Sociedade

Navegação nocturna só para embarcações com segurança

César André

Gerentes de pequenas embarcações de transporte de passageiros que procedem  diariamente à travessia do embarcadouro do Kapossoka para a península do Mussulo e vice versa, estão preocupados com o horário estipulado, há dias, pela Capitania do Porto de Luanda, que vai até às 17H30, para os meios sem condições de segurança para a navegação.

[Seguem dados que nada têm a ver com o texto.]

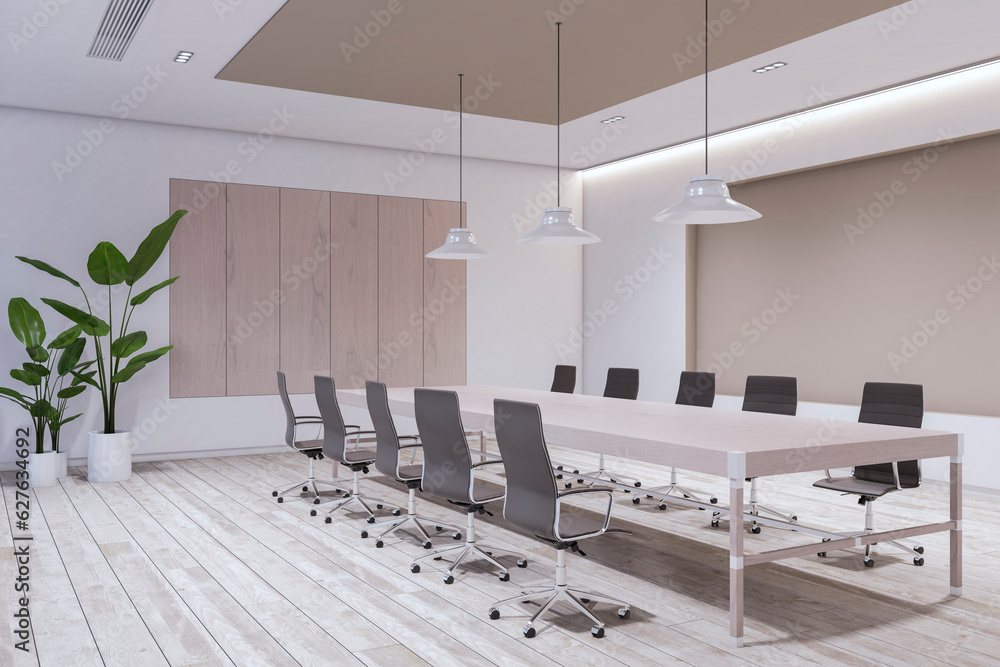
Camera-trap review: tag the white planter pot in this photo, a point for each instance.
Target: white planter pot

Embarcações sem iluminação, bússola, rádios e salva-vidas proibidas de navegar à noite
Fotografia: João Gomes | Edições Novembro

O novo horário está a criar constrangimentos aos utentes das embarcações e às pessoas que residem naquela comuna do município de Belas, a maioria das quais trabalha no centro da cidade de Luanda  e  não só.
Na terça-feira, 8, vários funcionários públicos que residem na península do Mussulo pernoitaram na ponte cais do embarcadouro do Kapossoka, devido à medida imposta pela Capitania do Porto de Luanda.
Para solucionar o impasse, um grupo de marinheiros e mestres  de embarcações reuniu-se, na manhã de ontem, com responsáveis da Capitania do Porto de Luanda e da Administração do  Mussulo.
Ilídio Ramos,  um dos  responsáveis  dos marinheiros do embarcadouro do Kapossoka, disse ao Jornal de Angola que a Capitania do Porto de Luanda devia ser um pouco mais flexível no horário estipulado, porque quem sai prejudicado  com a medida é a população.
“Há clientes que deixam os seus serviços no centro da cidade às 17H30 ou às 18 horas e já não conseguem efectuar a travessia para a península  devido à medida  da Capitania de Luanda”, disse Ilídio Ramos.
O marinheiro pretende que a Capitania do Porto de Luanda reveja o horário estipulado, porque segundo ele neste período as embarcações podem navegar à vontade porque ainda está claro, mas a partir das 19h00 em diante, já está  escuro e não se consegue navegar  sem luz.
Em seu entender, se a medida  da Capitania do Porto de Luanda vigorar, durante o período  escolar os  alunos que estudam no outro lado do mar e que chegam depois das 18h00  ao embarcadouro, poderão passar por muitas dificuldades para chegarem às suas casas.
Ilídio  Ramos reconheceu que a medida da Capitania do Porto de Luanda foi decidida em função  da colisão entre duas embarcações, ocorrida a 31 de Dezembro passado,  que ceifou a vida de uma jovem de 21 anos, que se fazia transportar numa embarcação que não possuía condições para navegar à noite.
O acidente ocorreu às 19 horas, quando a embarcação, sem iluminação, saía do Mussulo  em direcção ao embarcadouro do Kapossoka e no regresso à procedência  colidiu com uma embarcação de recreio.

Reacção da Capitania
João Baptista Vicente da Capitania do Porto de Luanda diz não corresponder à verdade que aquele órgão do Ministério dos Transportes tenha proibido a navegação de embarcações além das 17 horas.
  “As embarcações estão autorizadas a navegar, a qualquer hora, desde que tenham as condições de navegação, nomeadamente os meios de segurança, iluminação, rádio, bússolas, coletes salva-vidas, bóias, e outros meios que fazem com que a navegação seja segura”, disse o responsável máximo da Capitania do Porto de Luanda.
O responsável disse que a informação dos marinheiros não corresponde à verdade, porque no mar existem regras e as embarcações autorizadas a navegar depois das 18h00 são aquelas que têm condições de  navegabilidade e segurança.
 “A proibição visa aquelas embarcações que não possuem condições de navegabilidade, nem segurança para tripulantes e passageiros”, disse o responsável para acrescentar que salvaguardar a vida humana é um dos objectivos da Capitania do Porto de Luanda.
Para o capitão João Baptista, alguns marinheiros e os mestres de pequenas embarcações que fazem a travessia para o Mussulo não “têm condições de navegabilidade, razão pela qual vamos começar a  actuar com força, no âmbito da Operação Mar Seguro”.
João Baptista recordou que a “Operação Mar Seguro”, lançada recentemente pelas autoridades marítimas e portuárias, veio inverter esse quadro negativo.
“Os utentes de embarcações estão muito  preocupados com a fiscalização rigorosa a que estão a ser sujeitos  e começaram a criar várias situações de desinformação”.